J Pain. 2005 Apr;6(4):253-60. doi: 10.1016/j.jpain.2004.12.007.
This was a 6-week, randomized, double-blind, multicenter study evaluating the efficacy of pregabalin in the treatment of painful diabetic neuropathy. Two hundred forty-six men and women with painful diabetic neuropathy received pregabalin (150 or 600 mg/day by mouth) or placebo. The primary efficacy variable was mean pain score at the end of treatment. Efficacy results indicate that pregabalin 600 mg/day significantly decreased mean pain score to 4.3 (vs 5.6 for placebo, P = .0002) and increased the proportion of patients who had a > or =50% decrease from baseline pain (39% vs 15% for placebo, P = .002). Pregabalin also significantly reduced sleep interference, past week and present pain intensity, sensory and affective pain scores, and bodily pain and decreased by > or =50% the number of patients describing their pain as gnawing, sickening, fearful, and punishing-cruel. More patients receiving pregabalin 600 mg/day than placebo showed improvement, as rated on the Clinical and Patient Global Impression of Change scales, 73% vs 45% and 85% vs 47%, respectively. Pregabalin 150 mg/day was essentially no different from placebo. Dizziness was the most common side effect. These study results show pregabalin 600 mg/day to be safe and effective in reducing the pain and other associated symptoms of painful diabetic neuropathy.

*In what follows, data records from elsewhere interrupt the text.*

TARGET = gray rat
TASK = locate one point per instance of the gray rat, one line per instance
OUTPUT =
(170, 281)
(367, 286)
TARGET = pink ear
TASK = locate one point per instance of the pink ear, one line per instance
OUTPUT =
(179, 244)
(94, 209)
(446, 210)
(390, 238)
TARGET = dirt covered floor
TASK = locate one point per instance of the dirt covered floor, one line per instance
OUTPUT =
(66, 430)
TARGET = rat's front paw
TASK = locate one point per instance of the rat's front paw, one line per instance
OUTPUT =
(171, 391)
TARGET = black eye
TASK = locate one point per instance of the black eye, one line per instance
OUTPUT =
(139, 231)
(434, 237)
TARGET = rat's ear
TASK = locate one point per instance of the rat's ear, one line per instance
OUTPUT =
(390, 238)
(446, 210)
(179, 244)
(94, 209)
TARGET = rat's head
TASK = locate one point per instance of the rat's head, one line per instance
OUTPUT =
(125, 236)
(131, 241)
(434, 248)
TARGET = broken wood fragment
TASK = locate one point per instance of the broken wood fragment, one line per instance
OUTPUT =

Painful diabetic peripheral neuropathy is a challenging neuropathic pain syndrome. This randomized controlled trial demonstrates that pregabalin, a new drug that interacts with the alpha2-delta protein subunit of the voltage-gated calcium channel, is an efficacious and safe treatment for the pain of this condition.
这是一项为期6周的随机、双盲、多中心研究,旨在评估普瑞巴林治疗痛性糖尿病神经病变的疗效。246名患有痛性糖尿病神经病变的男性和女性接受了普瑞巴林(口服150或600毫克/天)或安慰剂治疗。主要疗效变量是治疗结束时的平均疼痛评分。疗效结果表明,普瑞巴林600毫克/天可显著降低平均疼痛评分至4.3(安慰剂组为5.6,P = 0.0002),并使疼痛较基线水平降低≥50%的患者比例增加(安慰剂组为15%,普瑞巴林组为39%,P = 0.002)。普瑞巴林还显著减少了睡眠干扰、过去一周和当前的疼痛强度、感觉性和情感性疼痛评分以及身体疼痛,并使将疼痛描述为啃咬样、令人作呕、恐惧和折磨性-残忍的患者数量减少≥50%。在临床和患者总体变化印象量表上,接受普瑞巴林600毫克/天治疗的患者比接受安慰剂治疗的患者改善更多,分别为73%对45%和85%对47%。普瑞巴林150毫克/天与安慰剂基本无差异。头晕是最常见的副作用。这些研究结果表明,普瑞巴林600毫克/天在减轻痛性糖尿病神经病变的疼痛及其他相关症状方面安全有效。
痛性糖尿病周围神经病变是一种具有挑战性的神经病理性疼痛综合征。这项随机对照试验表明,普瑞巴林作为一种与电压门控钙通道的α2-δ蛋白亚基相互作用的新药,是治疗这种疾病疼痛的一种有效且安全的疗法。